I'm considering keeping a pair of Shinglebacks in my backyard, and as this would be my first time keeping lizards, I'd like to get some answers to questions and some general Shingleback tips.

Firstly, there shouldn't be any problems with the climate as wild Shinglebacks are thriving in the local area. There are also blue tongues living in the garden. I'd be sure to purchase the lizards from a local source.

In terms of how the enclosure should be built, I've done a bit of research and seen successful enclosures using chicken wire lined with a layer of bricks at the bottom. Will this be fine as long as I dig the fence in deep enough?
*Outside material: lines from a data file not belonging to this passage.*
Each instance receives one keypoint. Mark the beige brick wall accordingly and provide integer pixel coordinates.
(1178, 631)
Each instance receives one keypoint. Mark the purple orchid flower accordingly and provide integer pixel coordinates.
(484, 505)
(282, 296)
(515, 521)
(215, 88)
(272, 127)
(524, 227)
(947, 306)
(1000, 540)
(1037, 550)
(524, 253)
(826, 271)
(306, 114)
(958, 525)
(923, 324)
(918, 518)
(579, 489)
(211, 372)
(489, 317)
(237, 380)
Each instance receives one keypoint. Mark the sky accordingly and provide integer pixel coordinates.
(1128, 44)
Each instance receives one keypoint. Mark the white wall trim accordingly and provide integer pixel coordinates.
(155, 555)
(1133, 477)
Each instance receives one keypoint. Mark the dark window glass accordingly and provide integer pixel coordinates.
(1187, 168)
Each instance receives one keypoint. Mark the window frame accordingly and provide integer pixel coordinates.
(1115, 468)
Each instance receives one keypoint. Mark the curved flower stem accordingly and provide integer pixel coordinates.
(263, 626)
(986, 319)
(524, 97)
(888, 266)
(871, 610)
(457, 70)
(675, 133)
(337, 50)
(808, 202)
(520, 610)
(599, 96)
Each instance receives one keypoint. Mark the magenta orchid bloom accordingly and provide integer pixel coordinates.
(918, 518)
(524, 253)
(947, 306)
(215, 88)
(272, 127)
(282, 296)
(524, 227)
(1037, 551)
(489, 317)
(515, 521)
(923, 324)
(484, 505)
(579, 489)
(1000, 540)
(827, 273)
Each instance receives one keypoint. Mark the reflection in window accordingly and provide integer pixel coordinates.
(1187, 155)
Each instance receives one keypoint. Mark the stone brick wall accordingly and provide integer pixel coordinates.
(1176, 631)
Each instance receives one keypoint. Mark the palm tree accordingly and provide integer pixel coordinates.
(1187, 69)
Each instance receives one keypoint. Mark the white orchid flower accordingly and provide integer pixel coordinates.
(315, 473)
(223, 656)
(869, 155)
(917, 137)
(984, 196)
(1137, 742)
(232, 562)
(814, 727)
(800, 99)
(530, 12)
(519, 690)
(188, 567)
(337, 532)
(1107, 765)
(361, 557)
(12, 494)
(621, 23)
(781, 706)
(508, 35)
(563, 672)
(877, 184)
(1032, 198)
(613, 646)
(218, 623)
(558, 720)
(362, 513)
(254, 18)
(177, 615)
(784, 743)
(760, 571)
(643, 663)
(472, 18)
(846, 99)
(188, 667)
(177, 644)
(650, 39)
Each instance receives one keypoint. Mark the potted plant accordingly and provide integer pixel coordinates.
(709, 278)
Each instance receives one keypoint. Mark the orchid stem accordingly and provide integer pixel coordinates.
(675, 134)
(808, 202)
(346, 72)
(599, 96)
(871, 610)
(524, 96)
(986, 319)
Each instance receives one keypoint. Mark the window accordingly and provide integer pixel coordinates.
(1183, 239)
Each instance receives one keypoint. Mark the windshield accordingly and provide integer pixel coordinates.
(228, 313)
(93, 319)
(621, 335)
The other issue is that there are a number of nasty Currawongs in the area, as well as cats, and I think the enclosure needs to be covered because of this. What's the best way to do this?

Finally, where can I buy hide boxes/can I use something else as a cheap alternative?
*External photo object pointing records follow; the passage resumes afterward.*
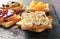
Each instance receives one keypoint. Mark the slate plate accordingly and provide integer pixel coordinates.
(20, 34)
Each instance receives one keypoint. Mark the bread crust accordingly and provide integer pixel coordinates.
(33, 9)
(19, 8)
(35, 28)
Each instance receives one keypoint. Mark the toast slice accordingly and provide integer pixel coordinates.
(10, 21)
(16, 6)
(37, 6)
(29, 21)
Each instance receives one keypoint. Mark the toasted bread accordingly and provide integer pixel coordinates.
(10, 21)
(33, 7)
(35, 28)
(14, 6)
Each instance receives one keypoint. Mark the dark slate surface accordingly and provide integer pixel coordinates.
(47, 34)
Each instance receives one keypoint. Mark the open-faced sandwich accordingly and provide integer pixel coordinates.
(16, 6)
(35, 21)
(8, 17)
(37, 6)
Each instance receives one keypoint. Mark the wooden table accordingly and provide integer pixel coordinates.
(47, 34)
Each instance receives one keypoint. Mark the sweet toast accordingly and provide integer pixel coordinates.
(37, 6)
(16, 6)
(36, 26)
(8, 17)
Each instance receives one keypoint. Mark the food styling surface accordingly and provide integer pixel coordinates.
(54, 33)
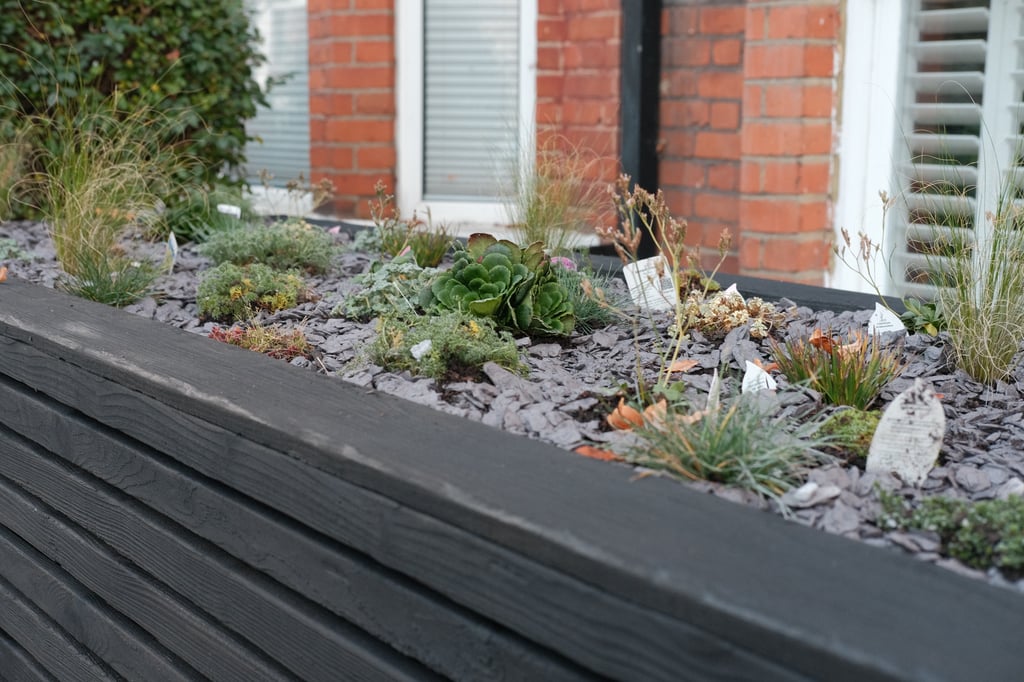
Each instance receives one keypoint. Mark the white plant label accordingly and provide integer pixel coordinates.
(733, 291)
(171, 254)
(884, 320)
(756, 379)
(909, 435)
(229, 209)
(714, 392)
(646, 289)
(421, 349)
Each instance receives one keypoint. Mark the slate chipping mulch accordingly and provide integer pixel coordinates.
(560, 401)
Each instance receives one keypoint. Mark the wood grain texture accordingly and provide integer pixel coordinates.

Any other tips much appreciated.


----------



## BigWillieStyles (Jan 5, 2015)

I personally think outdoor enclosures are the way to go with hardy species. Canberra gets very cold at night, so definitely have a range of hollows or hides to protect them from the weather. You could also add some larger tussock grasses (Poa or Lomandra sp.) to shade areas of the enclosure as even hides will get quite warm if fully exposed. 

You can get creative - old logs can be fashioned into have enough room under neigh for shelter. You can also purchase terracotta pots and pipes from Bunnings. 
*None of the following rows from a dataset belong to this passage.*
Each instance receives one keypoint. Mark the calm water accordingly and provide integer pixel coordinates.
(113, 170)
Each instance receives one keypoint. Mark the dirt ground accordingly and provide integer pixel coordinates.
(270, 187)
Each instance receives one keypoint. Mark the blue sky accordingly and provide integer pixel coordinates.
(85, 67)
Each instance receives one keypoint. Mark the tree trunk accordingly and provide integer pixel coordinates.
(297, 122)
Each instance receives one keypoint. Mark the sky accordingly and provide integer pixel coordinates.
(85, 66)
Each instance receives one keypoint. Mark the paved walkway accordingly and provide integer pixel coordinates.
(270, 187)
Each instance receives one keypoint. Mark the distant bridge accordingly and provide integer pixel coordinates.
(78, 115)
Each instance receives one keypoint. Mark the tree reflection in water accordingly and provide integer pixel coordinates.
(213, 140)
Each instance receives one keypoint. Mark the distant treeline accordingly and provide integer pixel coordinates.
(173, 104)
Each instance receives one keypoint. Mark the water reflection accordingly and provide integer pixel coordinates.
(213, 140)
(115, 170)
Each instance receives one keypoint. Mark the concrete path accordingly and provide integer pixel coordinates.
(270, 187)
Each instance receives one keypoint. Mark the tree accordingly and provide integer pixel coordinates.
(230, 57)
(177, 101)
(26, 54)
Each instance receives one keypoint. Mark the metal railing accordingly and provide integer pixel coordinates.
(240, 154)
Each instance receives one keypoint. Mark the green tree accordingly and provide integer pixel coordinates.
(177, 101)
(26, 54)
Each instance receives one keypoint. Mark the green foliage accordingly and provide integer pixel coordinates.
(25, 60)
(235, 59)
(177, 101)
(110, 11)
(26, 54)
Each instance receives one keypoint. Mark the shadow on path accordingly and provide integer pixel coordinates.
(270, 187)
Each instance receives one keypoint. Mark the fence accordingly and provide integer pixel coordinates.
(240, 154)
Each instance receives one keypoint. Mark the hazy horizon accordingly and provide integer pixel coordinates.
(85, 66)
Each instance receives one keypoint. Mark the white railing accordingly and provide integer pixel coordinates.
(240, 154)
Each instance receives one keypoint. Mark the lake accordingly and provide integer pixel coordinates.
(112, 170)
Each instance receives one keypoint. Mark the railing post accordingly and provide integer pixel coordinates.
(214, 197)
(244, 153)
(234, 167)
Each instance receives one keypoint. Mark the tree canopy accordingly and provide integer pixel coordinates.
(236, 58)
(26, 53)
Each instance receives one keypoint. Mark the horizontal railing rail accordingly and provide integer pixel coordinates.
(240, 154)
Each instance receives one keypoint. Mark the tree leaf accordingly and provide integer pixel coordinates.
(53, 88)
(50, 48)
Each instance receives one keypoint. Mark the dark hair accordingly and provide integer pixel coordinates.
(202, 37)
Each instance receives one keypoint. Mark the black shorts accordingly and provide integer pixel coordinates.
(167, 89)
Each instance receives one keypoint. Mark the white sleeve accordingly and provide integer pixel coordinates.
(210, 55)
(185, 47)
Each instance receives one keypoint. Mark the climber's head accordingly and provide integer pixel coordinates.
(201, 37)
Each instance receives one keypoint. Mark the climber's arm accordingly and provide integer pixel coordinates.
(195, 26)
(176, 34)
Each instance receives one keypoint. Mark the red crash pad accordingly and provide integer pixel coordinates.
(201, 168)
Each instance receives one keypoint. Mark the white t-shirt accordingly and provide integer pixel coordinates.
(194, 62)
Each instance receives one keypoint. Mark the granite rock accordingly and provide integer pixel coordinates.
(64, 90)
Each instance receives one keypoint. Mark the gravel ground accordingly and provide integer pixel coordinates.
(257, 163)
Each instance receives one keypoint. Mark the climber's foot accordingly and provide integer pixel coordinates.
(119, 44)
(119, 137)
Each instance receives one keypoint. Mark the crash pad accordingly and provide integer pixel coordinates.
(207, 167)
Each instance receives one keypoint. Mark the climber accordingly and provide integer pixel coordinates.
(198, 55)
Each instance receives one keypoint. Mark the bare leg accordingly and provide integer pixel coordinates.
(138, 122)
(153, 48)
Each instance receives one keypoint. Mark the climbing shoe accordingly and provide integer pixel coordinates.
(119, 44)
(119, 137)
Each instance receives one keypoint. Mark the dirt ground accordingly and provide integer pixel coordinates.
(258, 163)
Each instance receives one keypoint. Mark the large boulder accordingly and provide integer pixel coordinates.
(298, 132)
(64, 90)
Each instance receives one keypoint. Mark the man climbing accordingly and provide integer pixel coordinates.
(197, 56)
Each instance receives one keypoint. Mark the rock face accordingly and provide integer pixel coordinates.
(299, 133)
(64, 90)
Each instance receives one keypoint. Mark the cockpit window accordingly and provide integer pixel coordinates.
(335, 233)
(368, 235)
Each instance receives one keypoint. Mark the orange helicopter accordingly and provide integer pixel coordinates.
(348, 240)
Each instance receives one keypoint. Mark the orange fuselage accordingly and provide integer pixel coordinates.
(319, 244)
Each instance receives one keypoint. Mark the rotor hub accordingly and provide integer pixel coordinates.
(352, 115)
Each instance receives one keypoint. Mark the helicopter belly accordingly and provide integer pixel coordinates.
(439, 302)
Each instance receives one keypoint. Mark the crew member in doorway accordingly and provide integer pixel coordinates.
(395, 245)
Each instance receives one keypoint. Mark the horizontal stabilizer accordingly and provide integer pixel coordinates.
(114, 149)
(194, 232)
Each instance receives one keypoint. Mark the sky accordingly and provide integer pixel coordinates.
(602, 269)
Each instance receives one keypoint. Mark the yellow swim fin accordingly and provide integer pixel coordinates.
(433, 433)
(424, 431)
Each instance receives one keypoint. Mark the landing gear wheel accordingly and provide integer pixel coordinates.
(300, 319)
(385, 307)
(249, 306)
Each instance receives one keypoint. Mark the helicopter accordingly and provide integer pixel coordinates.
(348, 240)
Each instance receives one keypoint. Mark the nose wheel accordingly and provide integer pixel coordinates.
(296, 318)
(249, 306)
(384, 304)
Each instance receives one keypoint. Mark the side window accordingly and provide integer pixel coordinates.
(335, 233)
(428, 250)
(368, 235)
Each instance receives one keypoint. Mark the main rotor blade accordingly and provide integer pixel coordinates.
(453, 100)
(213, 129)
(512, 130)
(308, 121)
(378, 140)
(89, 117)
Have you considered using the planter boxes like the corrugated ones from Bunnings? You could easily create a top from some lattice or framed wire.

Not my pit - but thought it was relevant: https://aussiepythons.com/forum/showthread.php/210458-My-Bobtail-Pit


----------



## africancichlidau (Jan 5, 2015)

Exactly what big willy said, the important thing is to give them adequate microclimates or give them enough material to enable them to build their own. I have even kept beardeds outdoors in Melbourne. Lots of rock, lots of substrate,(deep), and for those very cold nights I also include a supplemental heat source.


----------



## Canberran (Jan 6, 2015)

BigWillieStyles said:


> Not my pit - but thought it was relevant: https://aussiepythons.com/forum/showthread.php/210458-My-Bobtail-Pit



Yeah, that looks great, I'll have a look into those. Thanks for the help guys, much appreciated.


----------